Institute of Infection, Immunity and Inflammation, University of Glasgow, Glasgow, UK.
J Clin Invest. 2012 Mar;122(3):1037-51. doi: 10.1172/JCI59110. Epub 2012 Feb 6.
In the Guillain-Barré syndrome subform acute motor axonal neuropathy (AMAN), Campylobacter jejuni enteritis triggers the production of anti-ganglioside Abs (AGAbs), leading to immune-mediated injury of distal motor nerves. An important question has been whether injury to the presynaptic neuron at the neuromuscular junction is a major factor in AMAN. Although disease modeling in mice exposed to AGAbs indicates that complement-mediated necrosis occurs extensively in the presynaptic axons, evidence in humans is more limited, in comparison to the extensive injury seen at nodes of Ranvier. We considered that rapid AGAb uptake at the motor nerve terminal membrane might attenuate complement-mediated injury. We found that PC12 rat neuronal cells rapidly internalized AGAb, which were trafficked to recycling endosomes and lysosomes. Consequently, complement-mediated cytotoxicity was attenuated. Importantly, we observed the same AGAb endocytosis and protection from cytotoxicity in live mouse nerve terminals. AGAb uptake was attenuated following membrane cholesterol depletion in vitro and ex vivo, indicating that this process may be dependent upon cholesterol-enriched microdomains. In contrast, we observed minimal AGAb uptake at nodes of Ranvier, and this structure thus remained vulnerable to complement-mediated injury. These results indicate that differential endocytic processing of AGAbs by different neuronal and glial membranes might be an important modulator of site-specific injury in acute AGAb-mediated Guillain-Barré syndrome subforms and their chronic counterparts.

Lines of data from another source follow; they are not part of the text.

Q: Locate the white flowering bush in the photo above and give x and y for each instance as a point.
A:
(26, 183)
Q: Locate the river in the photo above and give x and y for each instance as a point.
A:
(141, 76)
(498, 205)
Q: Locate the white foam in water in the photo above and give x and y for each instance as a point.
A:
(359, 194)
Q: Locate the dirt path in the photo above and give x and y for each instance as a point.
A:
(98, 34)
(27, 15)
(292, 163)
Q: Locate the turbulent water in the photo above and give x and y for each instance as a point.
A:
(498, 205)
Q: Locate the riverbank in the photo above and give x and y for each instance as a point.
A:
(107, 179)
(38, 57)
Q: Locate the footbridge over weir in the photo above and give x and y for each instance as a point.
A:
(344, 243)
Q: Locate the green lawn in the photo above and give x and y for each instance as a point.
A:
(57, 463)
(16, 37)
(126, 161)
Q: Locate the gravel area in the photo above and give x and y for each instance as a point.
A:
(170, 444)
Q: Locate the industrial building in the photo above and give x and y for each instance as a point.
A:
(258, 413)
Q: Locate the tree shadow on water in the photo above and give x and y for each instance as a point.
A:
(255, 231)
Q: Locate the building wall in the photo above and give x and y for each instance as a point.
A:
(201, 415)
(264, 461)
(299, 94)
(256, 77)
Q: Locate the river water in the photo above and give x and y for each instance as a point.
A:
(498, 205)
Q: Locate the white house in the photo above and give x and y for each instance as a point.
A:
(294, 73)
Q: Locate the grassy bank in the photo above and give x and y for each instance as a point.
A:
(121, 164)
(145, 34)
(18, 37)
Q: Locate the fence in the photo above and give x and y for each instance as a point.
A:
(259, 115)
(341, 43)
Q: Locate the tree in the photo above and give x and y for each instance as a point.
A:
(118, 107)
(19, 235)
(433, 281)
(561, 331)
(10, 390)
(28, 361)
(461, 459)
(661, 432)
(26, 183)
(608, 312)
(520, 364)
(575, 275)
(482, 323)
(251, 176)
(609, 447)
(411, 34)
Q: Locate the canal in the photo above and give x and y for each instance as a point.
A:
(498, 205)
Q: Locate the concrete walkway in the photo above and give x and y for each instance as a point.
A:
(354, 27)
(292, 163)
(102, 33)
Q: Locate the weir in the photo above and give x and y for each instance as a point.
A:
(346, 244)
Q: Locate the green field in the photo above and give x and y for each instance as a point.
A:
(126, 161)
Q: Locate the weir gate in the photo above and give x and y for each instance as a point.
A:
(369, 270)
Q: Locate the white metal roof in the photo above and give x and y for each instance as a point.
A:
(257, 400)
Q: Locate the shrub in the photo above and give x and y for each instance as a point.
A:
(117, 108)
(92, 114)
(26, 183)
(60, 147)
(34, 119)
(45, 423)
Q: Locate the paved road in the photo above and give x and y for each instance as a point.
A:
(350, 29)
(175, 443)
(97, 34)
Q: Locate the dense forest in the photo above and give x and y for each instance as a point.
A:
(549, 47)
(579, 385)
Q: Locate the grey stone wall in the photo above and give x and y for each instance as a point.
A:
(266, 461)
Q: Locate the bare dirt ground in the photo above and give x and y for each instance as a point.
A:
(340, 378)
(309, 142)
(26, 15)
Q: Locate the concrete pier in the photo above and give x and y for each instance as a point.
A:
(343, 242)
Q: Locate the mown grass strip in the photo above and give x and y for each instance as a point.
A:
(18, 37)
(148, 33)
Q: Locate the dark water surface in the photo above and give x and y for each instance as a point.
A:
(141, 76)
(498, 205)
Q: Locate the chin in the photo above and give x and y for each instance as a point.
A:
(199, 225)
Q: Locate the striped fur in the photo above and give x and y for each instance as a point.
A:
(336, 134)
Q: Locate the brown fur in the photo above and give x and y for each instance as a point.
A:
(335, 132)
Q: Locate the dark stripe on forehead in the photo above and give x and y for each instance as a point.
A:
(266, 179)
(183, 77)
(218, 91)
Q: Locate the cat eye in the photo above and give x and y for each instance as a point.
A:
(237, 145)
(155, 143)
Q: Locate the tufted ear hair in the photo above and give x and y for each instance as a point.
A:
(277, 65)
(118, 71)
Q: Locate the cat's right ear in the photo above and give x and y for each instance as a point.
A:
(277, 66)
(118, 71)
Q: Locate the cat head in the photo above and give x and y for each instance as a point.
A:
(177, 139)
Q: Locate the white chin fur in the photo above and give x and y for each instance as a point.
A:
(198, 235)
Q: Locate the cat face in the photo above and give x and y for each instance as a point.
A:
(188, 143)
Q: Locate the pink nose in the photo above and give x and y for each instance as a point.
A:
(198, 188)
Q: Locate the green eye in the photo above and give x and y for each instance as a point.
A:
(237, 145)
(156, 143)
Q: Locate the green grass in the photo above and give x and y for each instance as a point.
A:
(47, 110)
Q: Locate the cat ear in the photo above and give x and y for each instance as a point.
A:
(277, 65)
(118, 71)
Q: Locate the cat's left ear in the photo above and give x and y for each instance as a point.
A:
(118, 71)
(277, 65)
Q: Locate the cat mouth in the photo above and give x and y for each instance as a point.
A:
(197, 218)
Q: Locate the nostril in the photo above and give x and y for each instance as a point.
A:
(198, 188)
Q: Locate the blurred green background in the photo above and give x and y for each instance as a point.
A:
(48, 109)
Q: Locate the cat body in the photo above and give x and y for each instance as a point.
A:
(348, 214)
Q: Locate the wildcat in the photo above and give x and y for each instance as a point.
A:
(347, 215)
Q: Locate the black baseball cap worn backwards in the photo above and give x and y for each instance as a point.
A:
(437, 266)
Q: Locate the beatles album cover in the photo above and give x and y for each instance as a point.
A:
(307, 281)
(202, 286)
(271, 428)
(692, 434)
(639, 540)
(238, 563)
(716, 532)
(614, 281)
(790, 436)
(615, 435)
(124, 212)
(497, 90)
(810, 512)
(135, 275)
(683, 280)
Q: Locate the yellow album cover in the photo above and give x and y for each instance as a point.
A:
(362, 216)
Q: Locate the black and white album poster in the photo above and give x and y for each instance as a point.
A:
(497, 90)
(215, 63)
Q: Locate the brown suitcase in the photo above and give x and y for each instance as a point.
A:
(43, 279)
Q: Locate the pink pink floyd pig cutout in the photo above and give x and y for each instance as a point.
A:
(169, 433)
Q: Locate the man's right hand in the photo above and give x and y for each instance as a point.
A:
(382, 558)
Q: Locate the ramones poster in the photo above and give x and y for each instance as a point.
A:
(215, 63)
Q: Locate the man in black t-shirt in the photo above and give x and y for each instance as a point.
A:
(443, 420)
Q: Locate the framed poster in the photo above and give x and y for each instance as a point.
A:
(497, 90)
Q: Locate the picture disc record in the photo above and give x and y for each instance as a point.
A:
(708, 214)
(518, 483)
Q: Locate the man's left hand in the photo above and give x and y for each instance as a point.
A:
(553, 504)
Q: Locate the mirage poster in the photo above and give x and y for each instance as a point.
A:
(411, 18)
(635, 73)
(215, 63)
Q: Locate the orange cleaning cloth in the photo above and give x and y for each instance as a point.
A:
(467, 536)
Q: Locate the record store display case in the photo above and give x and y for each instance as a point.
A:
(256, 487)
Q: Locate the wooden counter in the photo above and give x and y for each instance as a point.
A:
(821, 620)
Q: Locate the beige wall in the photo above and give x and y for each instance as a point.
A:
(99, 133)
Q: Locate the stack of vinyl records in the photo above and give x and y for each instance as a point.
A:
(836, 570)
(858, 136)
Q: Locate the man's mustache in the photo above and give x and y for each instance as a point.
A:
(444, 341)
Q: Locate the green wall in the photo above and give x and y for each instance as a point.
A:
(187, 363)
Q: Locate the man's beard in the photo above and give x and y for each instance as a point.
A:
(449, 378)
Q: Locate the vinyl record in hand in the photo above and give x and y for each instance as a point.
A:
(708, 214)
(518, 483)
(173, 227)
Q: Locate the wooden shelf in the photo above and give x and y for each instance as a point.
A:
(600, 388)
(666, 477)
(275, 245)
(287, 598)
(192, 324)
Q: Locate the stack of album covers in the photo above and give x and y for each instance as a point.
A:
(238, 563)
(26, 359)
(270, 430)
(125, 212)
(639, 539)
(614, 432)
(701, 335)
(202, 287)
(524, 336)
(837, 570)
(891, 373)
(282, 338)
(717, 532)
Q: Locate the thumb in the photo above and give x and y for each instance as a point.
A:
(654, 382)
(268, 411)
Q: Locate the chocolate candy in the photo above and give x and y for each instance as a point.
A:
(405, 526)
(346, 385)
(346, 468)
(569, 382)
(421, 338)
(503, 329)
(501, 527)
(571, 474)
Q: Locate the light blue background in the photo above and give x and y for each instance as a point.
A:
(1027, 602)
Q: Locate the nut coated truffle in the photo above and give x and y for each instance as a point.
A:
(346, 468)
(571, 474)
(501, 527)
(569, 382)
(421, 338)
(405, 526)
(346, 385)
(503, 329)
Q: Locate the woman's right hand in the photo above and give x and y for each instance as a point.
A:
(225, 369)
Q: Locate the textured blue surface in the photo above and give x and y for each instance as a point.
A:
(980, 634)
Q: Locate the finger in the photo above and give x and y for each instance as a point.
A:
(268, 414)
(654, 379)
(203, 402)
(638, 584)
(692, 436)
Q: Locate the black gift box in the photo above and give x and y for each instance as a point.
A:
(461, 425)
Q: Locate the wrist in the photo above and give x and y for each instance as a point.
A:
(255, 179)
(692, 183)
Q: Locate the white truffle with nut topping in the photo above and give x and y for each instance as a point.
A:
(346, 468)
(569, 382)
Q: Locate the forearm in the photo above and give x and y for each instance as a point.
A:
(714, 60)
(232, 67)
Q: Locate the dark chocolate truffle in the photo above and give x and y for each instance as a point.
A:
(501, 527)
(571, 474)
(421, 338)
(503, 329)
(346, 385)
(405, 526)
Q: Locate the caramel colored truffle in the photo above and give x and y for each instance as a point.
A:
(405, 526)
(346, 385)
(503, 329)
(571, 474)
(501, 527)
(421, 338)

在吉兰-巴雷综合征亚型急性运动轴索性神经病(AMAN)中,空肠弯曲菌肠炎引发抗神经节苷脂抗体(AGAbs)的产生,导致远端运动神经的免疫介导损伤。一个重要的问题是,运动神经元突触前神经元的损伤是否是 AMAN 的一个主要因素。尽管暴露于 AGAbs 的小鼠疾病模型表明补体介导的坏死广泛发生在突触前轴突中,但与Ranvier 结处广泛的损伤相比,人类的证据更为有限。我们认为,AGAb 在运动神经末梢膜上的快速摄取可能会减轻补体介导的损伤。我们发现 PC12 大鼠神经元细胞迅速内化了 AGAb,AGAb 被转运到再循环内体和溶酶体。因此,补体介导的细胞毒性被减弱。重要的是,我们在活体小鼠神经末梢中观察到了相同的 AGAb 内吞作用和对细胞毒性的保护作用。AGAb 摄取在体外和离体实验中通过膜胆固醇耗竭而减弱,表明该过程可能依赖于富含胆固醇的微区。相比之下,我们在 Ranvier 结处观察到很少的 AGAb 摄取,因此该结构仍然容易受到补体介导的损伤。这些结果表明,不同神经元和神经胶质细胞膜对 AGAbs 的不同内吞处理可能是急性 AGAb 介导的吉兰-巴雷综合征亚型及其慢性对应物中特定部位损伤的重要调节剂。